The story of The Rape of Lucrece is deceptively simple: Tarquin, a Roman prince, lusts after his friend Collatine’s wife, Lucrece. After stealing into her bed-chamber and committing the rape, he flees in shame. Lucrece, similarly shamed, calls her husband home, and commits suicide. Collatine and his friends vow revenge on Tarquin, who flees into exile. Within this simple framework, Shakespeare skips back and forth between the characters, allowing all sides of the tale to be told, as well as capturing Tarquin’s lust, his explanations of his atrocious act, as well as Lucrece’s shame and subsequent suicidal urge. The material is powerful and horrifying; psychological torment and lustful, erotic language are juxtaposed painfully well, and one cannot help but feel slightly shamed by what they are experiencing. Praise should be given here to Jon Tarlton, as his adaptation of the script carries all of these thematic elements, not skimping on the difficult or disturbing lines: these are what give the piece its horrid energy.

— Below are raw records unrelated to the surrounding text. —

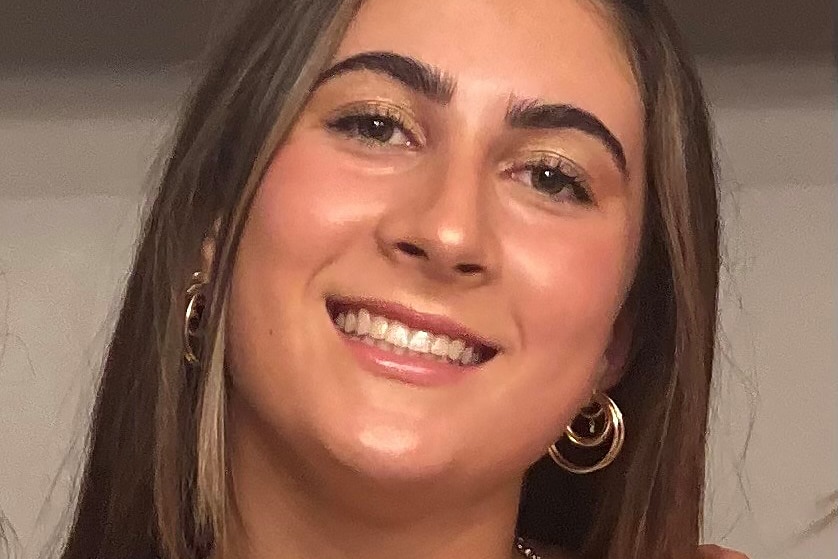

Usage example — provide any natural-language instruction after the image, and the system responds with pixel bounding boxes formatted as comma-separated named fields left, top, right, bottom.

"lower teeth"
left=348, top=334, right=473, bottom=365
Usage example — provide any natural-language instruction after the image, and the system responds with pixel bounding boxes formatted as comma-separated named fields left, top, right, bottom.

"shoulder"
left=698, top=544, right=748, bottom=559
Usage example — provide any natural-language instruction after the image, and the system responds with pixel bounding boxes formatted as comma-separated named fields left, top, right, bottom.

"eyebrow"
left=506, top=100, right=628, bottom=179
left=311, top=51, right=628, bottom=179
left=312, top=52, right=456, bottom=105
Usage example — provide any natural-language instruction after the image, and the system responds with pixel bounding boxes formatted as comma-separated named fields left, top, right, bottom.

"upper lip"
left=326, top=296, right=501, bottom=357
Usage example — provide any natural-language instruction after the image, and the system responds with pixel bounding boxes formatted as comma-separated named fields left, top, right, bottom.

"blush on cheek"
left=250, top=136, right=374, bottom=263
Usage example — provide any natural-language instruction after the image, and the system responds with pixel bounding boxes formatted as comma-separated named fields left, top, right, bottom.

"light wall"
left=0, top=61, right=838, bottom=559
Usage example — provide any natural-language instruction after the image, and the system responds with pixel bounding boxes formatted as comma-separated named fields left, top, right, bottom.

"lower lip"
left=338, top=331, right=477, bottom=386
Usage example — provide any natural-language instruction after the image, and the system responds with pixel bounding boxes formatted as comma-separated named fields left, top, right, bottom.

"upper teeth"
left=335, top=309, right=479, bottom=365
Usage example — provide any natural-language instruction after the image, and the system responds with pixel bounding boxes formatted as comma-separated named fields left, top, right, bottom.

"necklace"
left=515, top=538, right=543, bottom=559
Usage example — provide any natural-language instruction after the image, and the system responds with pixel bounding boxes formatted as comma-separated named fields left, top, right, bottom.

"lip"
left=338, top=331, right=480, bottom=386
left=326, top=296, right=501, bottom=358
left=326, top=297, right=500, bottom=386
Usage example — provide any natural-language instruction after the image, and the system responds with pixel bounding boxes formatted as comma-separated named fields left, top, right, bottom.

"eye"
left=508, top=154, right=594, bottom=206
left=326, top=107, right=419, bottom=148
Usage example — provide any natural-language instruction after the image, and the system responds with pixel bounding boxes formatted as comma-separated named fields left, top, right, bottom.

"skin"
left=221, top=0, right=740, bottom=559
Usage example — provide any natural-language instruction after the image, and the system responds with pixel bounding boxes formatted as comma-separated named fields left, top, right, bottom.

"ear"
left=201, top=219, right=221, bottom=277
left=597, top=306, right=634, bottom=391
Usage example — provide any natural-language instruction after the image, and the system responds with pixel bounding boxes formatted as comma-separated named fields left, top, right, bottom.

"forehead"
left=337, top=0, right=643, bottom=168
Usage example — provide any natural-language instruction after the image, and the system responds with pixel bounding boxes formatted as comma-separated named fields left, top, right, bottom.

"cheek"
left=248, top=132, right=378, bottom=270
left=508, top=214, right=639, bottom=365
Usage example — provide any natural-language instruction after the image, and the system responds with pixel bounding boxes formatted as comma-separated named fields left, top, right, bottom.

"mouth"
left=326, top=297, right=500, bottom=367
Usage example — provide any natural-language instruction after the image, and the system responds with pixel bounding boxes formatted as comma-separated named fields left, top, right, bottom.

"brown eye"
left=508, top=153, right=594, bottom=206
left=526, top=165, right=592, bottom=204
left=327, top=110, right=417, bottom=147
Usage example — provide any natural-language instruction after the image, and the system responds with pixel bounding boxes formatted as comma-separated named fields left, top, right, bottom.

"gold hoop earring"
left=547, top=392, right=626, bottom=474
left=183, top=272, right=209, bottom=365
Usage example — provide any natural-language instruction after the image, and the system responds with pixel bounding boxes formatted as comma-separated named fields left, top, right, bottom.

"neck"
left=219, top=400, right=520, bottom=559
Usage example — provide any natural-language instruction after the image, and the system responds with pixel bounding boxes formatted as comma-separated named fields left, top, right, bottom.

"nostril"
left=455, top=264, right=483, bottom=276
left=396, top=241, right=428, bottom=258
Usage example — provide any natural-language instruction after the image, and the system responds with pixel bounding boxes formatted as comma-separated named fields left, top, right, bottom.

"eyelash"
left=326, top=106, right=422, bottom=149
left=326, top=105, right=594, bottom=206
left=507, top=153, right=594, bottom=206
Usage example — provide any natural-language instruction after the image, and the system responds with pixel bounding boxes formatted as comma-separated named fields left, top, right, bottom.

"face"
left=228, top=0, right=644, bottom=490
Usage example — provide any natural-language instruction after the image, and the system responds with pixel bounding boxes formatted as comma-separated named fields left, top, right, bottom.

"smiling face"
left=228, top=0, right=644, bottom=492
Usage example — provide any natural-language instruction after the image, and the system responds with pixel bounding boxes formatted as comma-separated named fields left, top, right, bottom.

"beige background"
left=0, top=3, right=838, bottom=559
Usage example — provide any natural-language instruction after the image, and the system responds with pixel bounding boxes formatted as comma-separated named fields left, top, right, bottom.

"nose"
left=376, top=163, right=499, bottom=285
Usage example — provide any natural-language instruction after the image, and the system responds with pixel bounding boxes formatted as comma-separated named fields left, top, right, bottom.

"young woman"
left=55, top=0, right=748, bottom=559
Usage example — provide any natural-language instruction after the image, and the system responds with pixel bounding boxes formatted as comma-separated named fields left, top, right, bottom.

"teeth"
left=431, top=336, right=448, bottom=357
left=370, top=316, right=388, bottom=340
left=460, top=347, right=474, bottom=365
left=448, top=340, right=466, bottom=361
left=408, top=330, right=431, bottom=353
left=335, top=309, right=486, bottom=365
left=355, top=309, right=372, bottom=336
left=343, top=311, right=358, bottom=334
left=384, top=322, right=410, bottom=347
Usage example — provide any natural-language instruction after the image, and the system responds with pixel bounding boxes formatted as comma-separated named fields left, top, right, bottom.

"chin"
left=326, top=414, right=466, bottom=483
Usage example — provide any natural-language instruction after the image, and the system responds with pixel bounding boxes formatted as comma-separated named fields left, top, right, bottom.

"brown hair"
left=57, top=0, right=718, bottom=559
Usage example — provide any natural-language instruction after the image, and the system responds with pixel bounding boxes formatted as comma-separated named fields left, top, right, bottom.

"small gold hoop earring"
left=183, top=272, right=208, bottom=365
left=547, top=392, right=626, bottom=474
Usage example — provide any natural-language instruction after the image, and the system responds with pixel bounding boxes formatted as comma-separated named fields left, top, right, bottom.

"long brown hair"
left=55, top=0, right=719, bottom=559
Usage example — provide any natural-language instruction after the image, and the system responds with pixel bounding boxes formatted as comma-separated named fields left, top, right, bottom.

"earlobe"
left=201, top=219, right=221, bottom=277
left=598, top=307, right=634, bottom=391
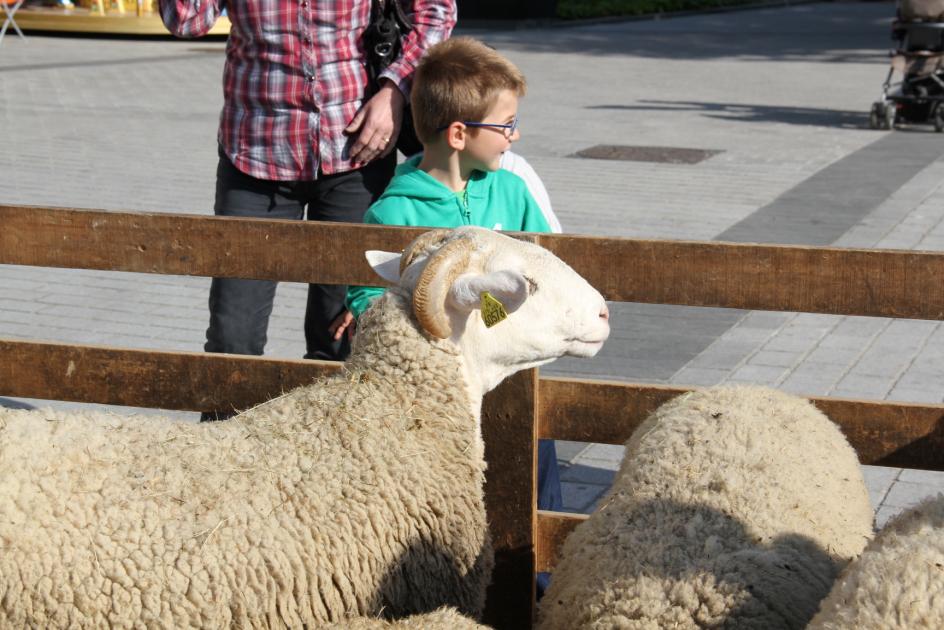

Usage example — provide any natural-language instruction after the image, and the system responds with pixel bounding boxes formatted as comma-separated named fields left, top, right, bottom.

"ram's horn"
left=400, top=230, right=452, bottom=277
left=413, top=238, right=475, bottom=339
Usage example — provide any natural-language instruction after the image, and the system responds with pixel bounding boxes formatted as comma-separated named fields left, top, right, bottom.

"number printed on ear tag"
left=482, top=291, right=508, bottom=328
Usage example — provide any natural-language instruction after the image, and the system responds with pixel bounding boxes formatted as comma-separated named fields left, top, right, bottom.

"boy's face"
left=463, top=90, right=521, bottom=171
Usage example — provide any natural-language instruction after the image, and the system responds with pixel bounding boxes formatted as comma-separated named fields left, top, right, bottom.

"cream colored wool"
left=539, top=386, right=872, bottom=630
left=809, top=494, right=944, bottom=630
left=0, top=293, right=492, bottom=628
left=321, top=608, right=489, bottom=630
left=0, top=227, right=609, bottom=629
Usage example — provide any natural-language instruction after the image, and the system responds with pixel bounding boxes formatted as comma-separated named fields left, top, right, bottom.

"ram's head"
left=367, top=227, right=610, bottom=388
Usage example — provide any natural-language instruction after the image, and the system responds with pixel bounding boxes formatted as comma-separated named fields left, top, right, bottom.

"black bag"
left=364, top=0, right=423, bottom=157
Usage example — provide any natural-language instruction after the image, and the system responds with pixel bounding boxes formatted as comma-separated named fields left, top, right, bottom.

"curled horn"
left=400, top=230, right=452, bottom=277
left=413, top=238, right=475, bottom=339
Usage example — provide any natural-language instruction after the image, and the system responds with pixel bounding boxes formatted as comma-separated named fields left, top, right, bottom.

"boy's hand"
left=344, top=79, right=405, bottom=168
left=328, top=309, right=357, bottom=341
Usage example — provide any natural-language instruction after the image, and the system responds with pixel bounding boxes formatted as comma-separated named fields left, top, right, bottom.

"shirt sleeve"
left=159, top=0, right=226, bottom=39
left=344, top=209, right=386, bottom=319
left=382, top=0, right=456, bottom=98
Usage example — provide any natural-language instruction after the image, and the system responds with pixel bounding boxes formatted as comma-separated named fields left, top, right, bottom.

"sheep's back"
left=809, top=495, right=944, bottom=630
left=0, top=378, right=490, bottom=627
left=540, top=387, right=872, bottom=628
left=613, top=386, right=873, bottom=560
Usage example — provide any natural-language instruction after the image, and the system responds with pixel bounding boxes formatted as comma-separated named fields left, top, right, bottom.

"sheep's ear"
left=364, top=249, right=400, bottom=284
left=449, top=270, right=528, bottom=313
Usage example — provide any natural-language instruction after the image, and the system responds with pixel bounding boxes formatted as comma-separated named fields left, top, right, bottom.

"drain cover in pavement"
left=574, top=144, right=721, bottom=164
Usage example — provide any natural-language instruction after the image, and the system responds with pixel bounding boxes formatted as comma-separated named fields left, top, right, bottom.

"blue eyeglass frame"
left=436, top=116, right=518, bottom=138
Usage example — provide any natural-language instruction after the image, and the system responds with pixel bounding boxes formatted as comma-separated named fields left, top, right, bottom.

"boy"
left=332, top=37, right=562, bottom=510
left=335, top=37, right=551, bottom=326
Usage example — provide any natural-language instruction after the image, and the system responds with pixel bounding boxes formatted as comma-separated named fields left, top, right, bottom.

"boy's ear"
left=445, top=120, right=469, bottom=151
left=364, top=249, right=400, bottom=284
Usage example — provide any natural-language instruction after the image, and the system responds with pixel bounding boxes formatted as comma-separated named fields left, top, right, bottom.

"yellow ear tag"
left=482, top=291, right=508, bottom=328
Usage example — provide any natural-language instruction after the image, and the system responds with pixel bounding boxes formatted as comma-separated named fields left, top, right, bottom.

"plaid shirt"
left=160, top=0, right=456, bottom=181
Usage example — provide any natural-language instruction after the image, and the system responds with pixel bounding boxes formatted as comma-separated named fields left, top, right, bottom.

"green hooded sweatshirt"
left=345, top=155, right=551, bottom=317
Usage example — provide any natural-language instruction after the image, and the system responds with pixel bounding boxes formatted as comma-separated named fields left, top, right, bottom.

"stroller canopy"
left=898, top=0, right=944, bottom=22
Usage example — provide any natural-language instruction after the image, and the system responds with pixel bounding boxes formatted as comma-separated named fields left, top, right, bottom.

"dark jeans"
left=204, top=152, right=396, bottom=368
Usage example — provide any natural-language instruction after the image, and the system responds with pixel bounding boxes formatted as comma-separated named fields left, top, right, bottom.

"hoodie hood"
left=380, top=154, right=489, bottom=203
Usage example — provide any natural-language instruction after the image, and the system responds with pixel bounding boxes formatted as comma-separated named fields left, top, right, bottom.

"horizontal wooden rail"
left=539, top=235, right=944, bottom=319
left=538, top=377, right=944, bottom=470
left=0, top=339, right=944, bottom=470
left=0, top=205, right=944, bottom=319
left=0, top=339, right=341, bottom=411
left=0, top=205, right=426, bottom=285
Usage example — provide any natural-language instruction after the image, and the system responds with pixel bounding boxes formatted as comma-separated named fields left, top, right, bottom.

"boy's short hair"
left=410, top=37, right=527, bottom=144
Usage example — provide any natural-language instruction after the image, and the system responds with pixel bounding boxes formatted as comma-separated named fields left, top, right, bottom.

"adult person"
left=160, top=0, right=456, bottom=419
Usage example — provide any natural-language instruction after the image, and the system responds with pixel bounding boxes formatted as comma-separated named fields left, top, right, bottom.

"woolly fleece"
left=809, top=494, right=944, bottom=630
left=321, top=608, right=489, bottom=630
left=0, top=288, right=492, bottom=628
left=539, top=386, right=872, bottom=630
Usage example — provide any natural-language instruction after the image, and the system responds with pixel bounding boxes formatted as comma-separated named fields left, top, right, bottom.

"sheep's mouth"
left=567, top=335, right=609, bottom=357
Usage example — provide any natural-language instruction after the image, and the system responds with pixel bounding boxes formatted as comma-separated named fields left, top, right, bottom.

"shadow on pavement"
left=587, top=99, right=869, bottom=129
left=0, top=398, right=36, bottom=409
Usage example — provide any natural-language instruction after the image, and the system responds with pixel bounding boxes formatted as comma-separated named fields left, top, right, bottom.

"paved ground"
left=0, top=2, right=944, bottom=525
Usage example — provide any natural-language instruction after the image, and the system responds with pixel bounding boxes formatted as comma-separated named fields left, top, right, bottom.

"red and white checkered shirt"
left=160, top=0, right=456, bottom=181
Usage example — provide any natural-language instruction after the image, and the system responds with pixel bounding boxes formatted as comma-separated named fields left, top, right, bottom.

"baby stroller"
left=869, top=0, right=944, bottom=132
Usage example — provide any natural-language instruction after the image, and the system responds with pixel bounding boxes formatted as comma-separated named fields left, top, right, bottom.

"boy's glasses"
left=436, top=116, right=518, bottom=140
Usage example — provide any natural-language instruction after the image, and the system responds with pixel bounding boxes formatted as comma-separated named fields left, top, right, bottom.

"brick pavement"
left=0, top=3, right=944, bottom=522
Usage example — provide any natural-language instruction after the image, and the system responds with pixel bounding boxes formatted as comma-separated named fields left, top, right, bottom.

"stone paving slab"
left=0, top=2, right=944, bottom=523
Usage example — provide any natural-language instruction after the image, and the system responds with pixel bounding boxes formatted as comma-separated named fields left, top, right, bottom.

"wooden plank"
left=0, top=206, right=944, bottom=319
left=0, top=339, right=341, bottom=411
left=534, top=510, right=589, bottom=572
left=0, top=205, right=426, bottom=285
left=538, top=377, right=944, bottom=470
left=540, top=234, right=944, bottom=320
left=482, top=370, right=538, bottom=629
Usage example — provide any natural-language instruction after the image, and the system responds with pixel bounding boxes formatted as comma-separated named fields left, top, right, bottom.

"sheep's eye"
left=524, top=276, right=538, bottom=295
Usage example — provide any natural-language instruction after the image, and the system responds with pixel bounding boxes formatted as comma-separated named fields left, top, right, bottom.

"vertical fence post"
left=482, top=370, right=538, bottom=630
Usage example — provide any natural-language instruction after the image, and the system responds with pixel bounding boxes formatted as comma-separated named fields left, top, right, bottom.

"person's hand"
left=344, top=79, right=405, bottom=168
left=328, top=309, right=357, bottom=341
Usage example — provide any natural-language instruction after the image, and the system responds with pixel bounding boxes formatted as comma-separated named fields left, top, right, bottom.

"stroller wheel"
left=882, top=103, right=898, bottom=129
left=869, top=101, right=883, bottom=129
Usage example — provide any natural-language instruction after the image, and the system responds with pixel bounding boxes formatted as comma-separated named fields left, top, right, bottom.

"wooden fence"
left=0, top=206, right=944, bottom=628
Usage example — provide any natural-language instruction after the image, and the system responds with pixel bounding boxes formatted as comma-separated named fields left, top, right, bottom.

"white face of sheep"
left=368, top=227, right=610, bottom=393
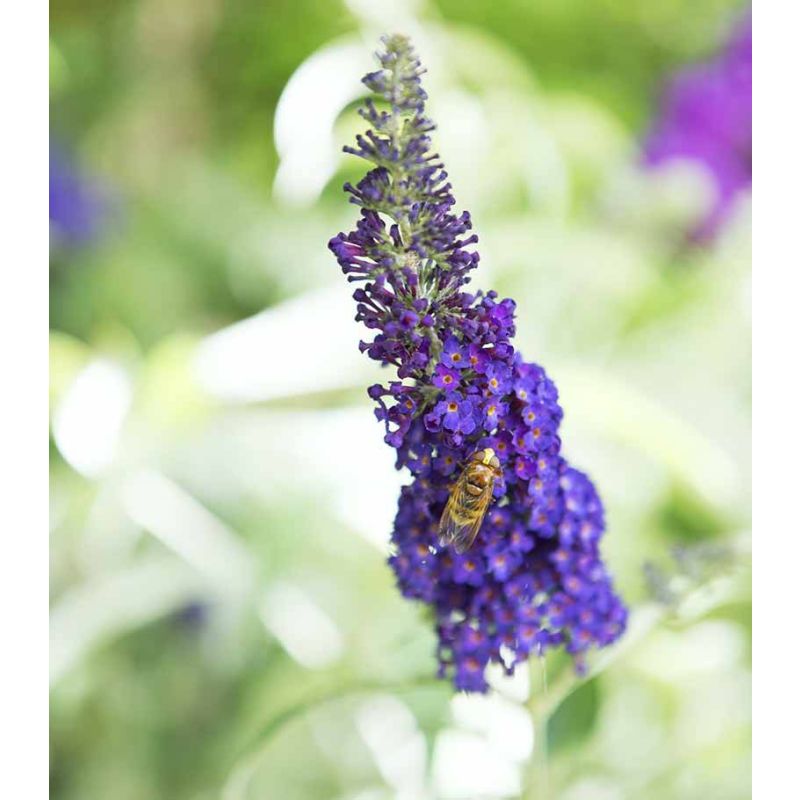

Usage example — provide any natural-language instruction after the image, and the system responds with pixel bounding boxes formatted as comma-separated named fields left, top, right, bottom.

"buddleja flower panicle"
left=329, top=36, right=627, bottom=691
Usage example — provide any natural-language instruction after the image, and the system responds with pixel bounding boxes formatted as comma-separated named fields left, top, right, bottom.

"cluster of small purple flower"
left=329, top=36, right=627, bottom=692
left=644, top=13, right=753, bottom=241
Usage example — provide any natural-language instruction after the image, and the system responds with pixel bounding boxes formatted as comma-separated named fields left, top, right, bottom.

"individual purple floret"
left=644, top=14, right=753, bottom=241
left=329, top=36, right=627, bottom=692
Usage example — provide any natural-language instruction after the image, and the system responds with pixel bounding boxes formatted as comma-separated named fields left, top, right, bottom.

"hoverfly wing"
left=453, top=504, right=488, bottom=555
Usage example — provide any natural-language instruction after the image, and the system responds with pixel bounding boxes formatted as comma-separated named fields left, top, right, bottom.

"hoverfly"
left=439, top=447, right=503, bottom=553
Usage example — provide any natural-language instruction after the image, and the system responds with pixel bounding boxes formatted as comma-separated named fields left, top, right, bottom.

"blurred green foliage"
left=50, top=0, right=750, bottom=800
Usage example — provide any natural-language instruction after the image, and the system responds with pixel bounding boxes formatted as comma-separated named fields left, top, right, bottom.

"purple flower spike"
left=329, top=36, right=627, bottom=692
left=644, top=12, right=753, bottom=241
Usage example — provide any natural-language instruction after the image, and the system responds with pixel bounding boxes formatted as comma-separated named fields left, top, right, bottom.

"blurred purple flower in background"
left=329, top=36, right=627, bottom=692
left=50, top=145, right=106, bottom=245
left=644, top=13, right=753, bottom=241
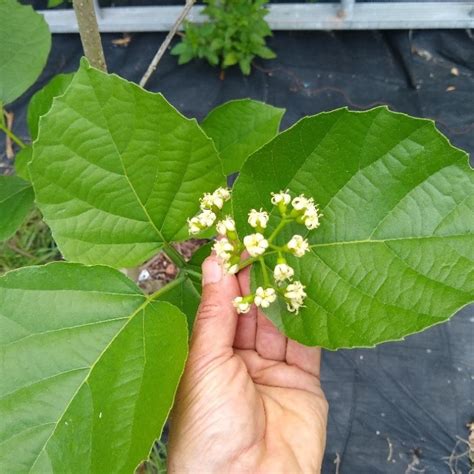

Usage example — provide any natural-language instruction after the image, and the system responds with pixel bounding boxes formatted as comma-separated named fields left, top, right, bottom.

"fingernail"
left=202, top=257, right=222, bottom=285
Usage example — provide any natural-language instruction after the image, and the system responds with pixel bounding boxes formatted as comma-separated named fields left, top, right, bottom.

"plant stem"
left=140, top=0, right=196, bottom=87
left=0, top=109, right=26, bottom=148
left=258, top=257, right=270, bottom=287
left=183, top=268, right=202, bottom=280
left=163, top=242, right=186, bottom=268
left=148, top=275, right=186, bottom=301
left=72, top=0, right=107, bottom=72
left=267, top=218, right=291, bottom=244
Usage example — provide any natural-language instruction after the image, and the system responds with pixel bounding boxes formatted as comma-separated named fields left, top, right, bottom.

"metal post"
left=337, top=0, right=355, bottom=19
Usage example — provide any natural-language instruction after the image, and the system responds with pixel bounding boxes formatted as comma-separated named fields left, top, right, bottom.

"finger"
left=255, top=311, right=287, bottom=361
left=286, top=339, right=321, bottom=378
left=234, top=267, right=257, bottom=350
left=192, top=256, right=240, bottom=357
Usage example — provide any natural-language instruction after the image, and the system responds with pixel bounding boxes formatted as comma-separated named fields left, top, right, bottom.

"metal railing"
left=40, top=0, right=474, bottom=33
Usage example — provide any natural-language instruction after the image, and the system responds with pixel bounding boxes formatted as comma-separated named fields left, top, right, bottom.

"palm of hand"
left=169, top=260, right=327, bottom=474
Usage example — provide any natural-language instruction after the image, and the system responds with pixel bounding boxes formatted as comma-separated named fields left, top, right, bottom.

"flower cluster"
left=188, top=188, right=321, bottom=314
left=188, top=188, right=230, bottom=235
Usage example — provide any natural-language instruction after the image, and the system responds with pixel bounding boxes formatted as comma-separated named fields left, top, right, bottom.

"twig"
left=140, top=0, right=196, bottom=87
left=387, top=438, right=393, bottom=462
left=0, top=107, right=26, bottom=154
left=7, top=242, right=35, bottom=260
left=333, top=453, right=341, bottom=474
left=72, top=0, right=107, bottom=72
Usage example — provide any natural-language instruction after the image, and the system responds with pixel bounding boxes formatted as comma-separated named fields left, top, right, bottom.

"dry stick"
left=140, top=0, right=196, bottom=87
left=72, top=0, right=107, bottom=72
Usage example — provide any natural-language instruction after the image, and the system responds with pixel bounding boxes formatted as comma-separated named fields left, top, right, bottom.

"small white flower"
left=216, top=216, right=235, bottom=235
left=224, top=262, right=239, bottom=275
left=244, top=232, right=268, bottom=257
left=271, top=189, right=291, bottom=206
left=232, top=296, right=251, bottom=314
left=286, top=235, right=309, bottom=257
left=212, top=188, right=230, bottom=202
left=138, top=268, right=151, bottom=282
left=285, top=281, right=306, bottom=314
left=303, top=204, right=319, bottom=230
left=188, top=217, right=202, bottom=235
left=248, top=209, right=268, bottom=229
left=199, top=193, right=220, bottom=210
left=291, top=194, right=314, bottom=211
left=199, top=188, right=230, bottom=210
left=273, top=263, right=295, bottom=282
left=253, top=286, right=276, bottom=308
left=196, top=209, right=217, bottom=229
left=212, top=239, right=234, bottom=261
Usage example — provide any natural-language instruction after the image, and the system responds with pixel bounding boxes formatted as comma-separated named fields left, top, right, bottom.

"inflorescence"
left=188, top=188, right=321, bottom=314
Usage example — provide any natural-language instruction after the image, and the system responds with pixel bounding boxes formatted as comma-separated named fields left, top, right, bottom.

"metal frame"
left=40, top=0, right=474, bottom=33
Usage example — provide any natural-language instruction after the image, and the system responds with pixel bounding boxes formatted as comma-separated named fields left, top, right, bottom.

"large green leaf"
left=202, top=99, right=285, bottom=174
left=0, top=262, right=187, bottom=474
left=0, top=176, right=34, bottom=240
left=0, top=0, right=51, bottom=105
left=15, top=145, right=33, bottom=181
left=30, top=61, right=225, bottom=267
left=233, top=107, right=474, bottom=349
left=160, top=276, right=201, bottom=334
left=27, top=74, right=74, bottom=141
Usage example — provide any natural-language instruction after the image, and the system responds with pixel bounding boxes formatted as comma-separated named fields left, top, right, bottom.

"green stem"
left=258, top=257, right=270, bottom=288
left=183, top=268, right=202, bottom=280
left=163, top=242, right=186, bottom=268
left=148, top=275, right=186, bottom=301
left=267, top=219, right=291, bottom=244
left=0, top=115, right=26, bottom=148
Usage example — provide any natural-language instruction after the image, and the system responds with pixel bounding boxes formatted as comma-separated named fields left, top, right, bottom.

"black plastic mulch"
left=0, top=27, right=474, bottom=474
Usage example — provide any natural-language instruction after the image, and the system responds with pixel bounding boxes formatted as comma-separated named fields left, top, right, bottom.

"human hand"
left=168, top=256, right=328, bottom=474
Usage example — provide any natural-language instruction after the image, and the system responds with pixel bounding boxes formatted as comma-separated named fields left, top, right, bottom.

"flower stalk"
left=188, top=188, right=321, bottom=314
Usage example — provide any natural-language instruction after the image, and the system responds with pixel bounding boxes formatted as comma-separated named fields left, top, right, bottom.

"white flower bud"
left=199, top=193, right=214, bottom=210
left=199, top=188, right=230, bottom=210
left=271, top=189, right=291, bottom=206
left=273, top=263, right=295, bottom=282
left=224, top=262, right=239, bottom=275
left=248, top=209, right=268, bottom=229
left=285, top=281, right=307, bottom=314
left=291, top=194, right=314, bottom=211
left=212, top=239, right=234, bottom=262
left=286, top=235, right=309, bottom=257
left=188, top=217, right=202, bottom=235
left=212, top=188, right=230, bottom=202
left=303, top=204, right=319, bottom=230
left=232, top=296, right=251, bottom=314
left=196, top=209, right=217, bottom=229
left=244, top=232, right=268, bottom=257
left=216, top=216, right=235, bottom=235
left=253, top=286, right=276, bottom=308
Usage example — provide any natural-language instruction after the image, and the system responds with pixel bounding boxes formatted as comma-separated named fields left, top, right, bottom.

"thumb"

Logan’s job on stage is not easy. He has to portray a variety of characters, and deliver these base emotional lines with intensity and vigour, without sacrificing the needed cadence, diction and flow of the writing. He achieves all of these, to a degree. The lines are beautifully and excellently delivered, not a missed syllable or beat to be heard, although their directness, their crispness, lessened the emotional impact. Even when lustfully snarling or mournfully wailing, Logan didn’t let his diction slip, and thus, at moments of high emotion, the acting seemed to give way to simple storytelling. However, despite those highest of moments, the emotionality seething through the piece was presented well, and Logan had no problem involving the audience and making them part of the nightmare. My only other criticism would be his moments as Lucrece: his voice was pitched too high, and made some very haunting passages a little ridiculous. Otherwise, this is well-delivered, powerful, and an immense achievement for one actor.
The production of the piece is similarly crisp and clear, and worthy of praise. The music is haunting and powerfully, excellently composed by Simon Slater, although it was a little too loud on the night, occasionally drowning out Logan in its discordant glory, or fading into a little unfortunate feedback. What Logan was wearing and the simple cloth he was working with fit the piece very well, and brought to mind the elaborate story-teller of yore, passing from town to town and telling his tales; a shame it didn’t fit the venue at Upstairs at Three and Ten, with its slightly gaudy red material draped over red-brick. Although it is commendable that the piece relies on a single actor and a bare stage, a little dressing could have been done to make the space more neutral. Nevertheless, it only jarred a little.
In short, this is a powerful achievement. The script has been made performable and exciting, and it is delivered by a master of his craft. A couple of minor issues do haunt the heels of this production, and a little more attention to detail would not go amiss. Nonetheless, an evocative whole, and worthy of plenty of attention.